- Interactive map of the Alessandria Courthouse area

General information
- Location: Alessandria, Piedmont, Italy
- Coordinates: 44°54′36.8″N 8°36′29.3″E﻿ / ﻿44.910222°N 8.608139°E
- Construction started: 1939
- Completed: 1940

Design and construction
- Architect: Francesco Sappia

= Alessandria Courthouse =

Judiciary building in Alessandria, Italy

The Alessandria Courthouse is a judicial building located on Corso Crimea in Alessandria, Italy. It was originally constructed in the 1930s to house the Army Corps Command, before being reassigned to judicial functions in the post-war period, serving as the seat of the Court and the Public Prosecutor's Office.

==History==
The building was conceived in the 1930s to provide Alessandria with a unified headquarters for the Army Corps Command, previously dispersed across various rented premises in the city. Between 1931 and 1933, the municipality secured funding for the project through its own contribution and a cost-sharing agreement with the Ministry of War. After evaluating various locations, in 1938 the city selected the former provincial steam-tram site on Corso Crimea, purchasing the 3,200-m² plot from Giuseppe Borsalino and allocating further funds for construction.

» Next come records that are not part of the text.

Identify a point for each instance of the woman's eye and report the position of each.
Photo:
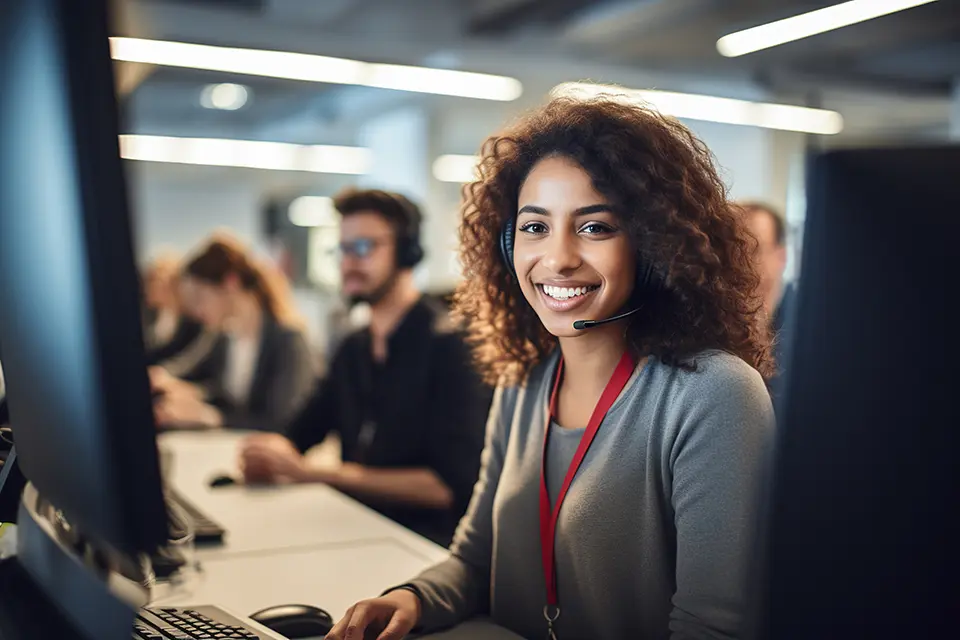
(596, 228)
(534, 227)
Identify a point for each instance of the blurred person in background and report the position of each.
(260, 371)
(173, 337)
(769, 227)
(401, 393)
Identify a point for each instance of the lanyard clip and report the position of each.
(550, 613)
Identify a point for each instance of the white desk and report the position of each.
(304, 544)
(271, 518)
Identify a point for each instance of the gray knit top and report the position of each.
(657, 532)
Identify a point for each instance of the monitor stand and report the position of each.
(57, 589)
(12, 483)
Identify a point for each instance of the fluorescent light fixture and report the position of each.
(312, 68)
(312, 211)
(809, 24)
(456, 168)
(251, 154)
(714, 109)
(226, 96)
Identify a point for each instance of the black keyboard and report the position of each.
(206, 530)
(201, 623)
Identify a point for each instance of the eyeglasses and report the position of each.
(360, 248)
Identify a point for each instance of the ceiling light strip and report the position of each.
(314, 68)
(713, 109)
(809, 24)
(251, 154)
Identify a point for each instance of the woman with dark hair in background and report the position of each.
(260, 371)
(173, 338)
(620, 486)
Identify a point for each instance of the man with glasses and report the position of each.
(770, 229)
(401, 393)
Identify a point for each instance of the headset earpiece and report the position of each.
(506, 245)
(409, 250)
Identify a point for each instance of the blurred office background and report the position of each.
(892, 79)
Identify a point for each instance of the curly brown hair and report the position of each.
(662, 183)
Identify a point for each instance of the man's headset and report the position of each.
(648, 281)
(409, 250)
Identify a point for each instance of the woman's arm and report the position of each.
(720, 461)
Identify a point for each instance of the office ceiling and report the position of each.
(915, 53)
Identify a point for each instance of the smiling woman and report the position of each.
(602, 180)
(620, 487)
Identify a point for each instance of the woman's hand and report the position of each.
(179, 410)
(162, 382)
(270, 457)
(392, 616)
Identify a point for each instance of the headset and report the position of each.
(409, 250)
(648, 281)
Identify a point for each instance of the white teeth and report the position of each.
(565, 293)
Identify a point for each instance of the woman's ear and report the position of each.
(231, 283)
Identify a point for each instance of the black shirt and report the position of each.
(424, 407)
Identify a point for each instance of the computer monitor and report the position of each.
(73, 355)
(863, 526)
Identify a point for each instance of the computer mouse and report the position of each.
(295, 620)
(222, 481)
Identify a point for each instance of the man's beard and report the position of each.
(379, 293)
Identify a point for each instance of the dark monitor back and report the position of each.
(73, 358)
(864, 531)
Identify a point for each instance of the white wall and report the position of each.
(174, 210)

In 1939, the construction contract was awarded to the firm Bastita e Sappia of Genoa, and the project designed by architect Francesco Sappia. Work began on 28 October 1939 and was completed at the end of 1940. After the war, the building was reassigned to judicial use and became the permanent seat of the Court of Alessandria.

At the beginning of the 21st century, the building became the focus of controversy due to its numerous critical issues. Besides lacking sufficient space for all offices, it was classified as "at risk of collapse" under a 2003 ordinance and does not comply with anti-seismic regulations. In 2025, its deteriorated condition once again drew public criticism, with calls for urgent restoration work.

==Description==
The Courthouse is a large five-storey structure with a covered area of approximately 1,600 m² and more than two hundred rooms, originally intended for military offices. The treatment of materials differentiates the building's levels: the lower two floors are clad in travertine, while the upper storeys feature exposed brickwork. The main façade faces Corso Crimea and is symmetrically arranged around a monumental, tripartite entrance marked by three arched openings.

Stylistically, the building is an example of historicist interpretation within the rationalist framework, aligning with the broader Novecento architectural language. It adopts a severe, monumental, and simplified idiom intended to convey institutional solidity and hierarchical order, consistent with Fascist architecture.